Data Eng Weekly

Hadoop Weekly Issue #126

21 June 2015

Spark Summit was this past week in San Francisco, so there's a lot of great content and announcements related to Spark in this issue. Some highlights include an article about the Spark and Cassandra integration, support for Spark in Amazon EMR, and a large commitment from IBM to help develop and advocate for Spark.


This presentation about Parquet has all the details you need to get started with the format and incorporate it into your data pipeline. This includes an overview of the problems that Parquet solves, the basics of the format, a description of a typical data flow, and example usage in MapReduce, Scalding, Pig, and Hive / Impala.

This tutorial describes how to install Hue 3.8.1 with the Pivotal PHD3.0 distribution (which comes with Hue 2.6). Using pre-built RPMs from Apache BigTop, the post describes configuring access to HAWQ and HBase from Hue.

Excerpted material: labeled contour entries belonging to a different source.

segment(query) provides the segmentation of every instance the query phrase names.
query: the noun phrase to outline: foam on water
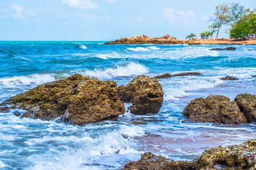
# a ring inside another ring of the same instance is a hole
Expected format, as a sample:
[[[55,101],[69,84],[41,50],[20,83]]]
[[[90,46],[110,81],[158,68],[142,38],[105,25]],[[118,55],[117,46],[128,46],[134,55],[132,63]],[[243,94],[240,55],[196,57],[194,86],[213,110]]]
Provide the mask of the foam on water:
[[[148,48],[144,47],[126,48],[127,50],[134,52],[145,52],[150,50]]]
[[[87,47],[85,45],[79,45],[79,48],[81,49],[83,49],[83,50],[87,49]]]
[[[111,78],[115,77],[128,77],[134,75],[139,75],[145,74],[148,73],[148,68],[143,65],[132,62],[113,68],[86,71],[83,73],[83,74],[97,78]]]
[[[0,78],[0,89],[3,85],[8,87],[22,87],[28,85],[40,85],[56,80],[53,74],[31,74],[27,76]]]

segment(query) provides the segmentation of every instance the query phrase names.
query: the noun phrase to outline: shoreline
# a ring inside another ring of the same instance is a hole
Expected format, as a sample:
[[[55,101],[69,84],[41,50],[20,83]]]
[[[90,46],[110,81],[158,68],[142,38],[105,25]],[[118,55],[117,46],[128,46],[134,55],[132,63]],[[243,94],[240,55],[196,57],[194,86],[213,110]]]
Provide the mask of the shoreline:
[[[142,35],[139,36],[132,36],[129,39],[127,38],[120,38],[113,41],[109,41],[105,45],[140,45],[140,44],[153,44],[153,45],[256,45],[256,39],[252,38],[246,40],[237,39],[201,39],[193,38],[190,40],[177,39],[176,38],[171,37],[169,34],[162,37],[154,37],[151,39],[148,36]]]

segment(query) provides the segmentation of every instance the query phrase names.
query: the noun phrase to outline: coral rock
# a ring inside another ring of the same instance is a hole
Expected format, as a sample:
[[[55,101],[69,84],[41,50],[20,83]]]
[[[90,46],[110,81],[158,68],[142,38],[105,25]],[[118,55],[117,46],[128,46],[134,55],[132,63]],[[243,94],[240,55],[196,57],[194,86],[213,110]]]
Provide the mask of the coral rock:
[[[256,95],[240,94],[235,98],[241,111],[244,113],[248,122],[256,122]]]
[[[116,82],[74,74],[38,86],[11,97],[4,104],[26,111],[22,117],[51,120],[60,118],[83,125],[118,117],[125,112]]]
[[[157,113],[163,104],[164,93],[156,78],[138,76],[119,87],[118,92],[122,101],[132,104],[130,110],[133,114]]]
[[[224,124],[247,122],[236,102],[230,102],[228,97],[218,95],[191,101],[186,106],[182,115],[189,120],[200,122]]]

The Databricks blog has a great guest post by folks from Datastax about optimizing Spark with Cassandra. In addition to great Cassandra-specific optimizations (e.g. RDD/Cassandra inner joins, Cassandra-specific/efficient groupBy and column selection), the post has general Spark information like an introduction to Spark's architecture, a practical overview of RDDs, and generic Spark tips.

While RDDs are the workhouse of core Spark, DataFrames are a powerful alternative that's seeing a lot of momentum and improvements. These two presentations from Spark Summit give an overview of DataFrames and a look at some of the performance improvements that are in the works as part of Project Tungsten.

In the second part of their series on Hadoop/YARN logs, a post on the Altiscale blog covers DataNode, NodeManager, Oozie, the Resource Manager audit, and Hive logs. It describes how to interpret the various log files and includes several awk scripts for automated processing.

This post describes Intent Media's progression from raw MapReduce in Java to Pig to Cascalog to Spark. Spark has allowed them to make better use of machine learning (given all the algorithms in MLlib), and the second part of the post describes how they use Spark on Amazon EMR. The code for the post is available on github.

Apache Kafka is integrated with many real-time big data frameworks, like Spark Streaming, Samza, and Storm. In addition to providing input data, Kafka can also be used for output—making it somewhat akin to the HDFS of a stream data platform. This post describes this role in depth, several use cases for Kafka, and more.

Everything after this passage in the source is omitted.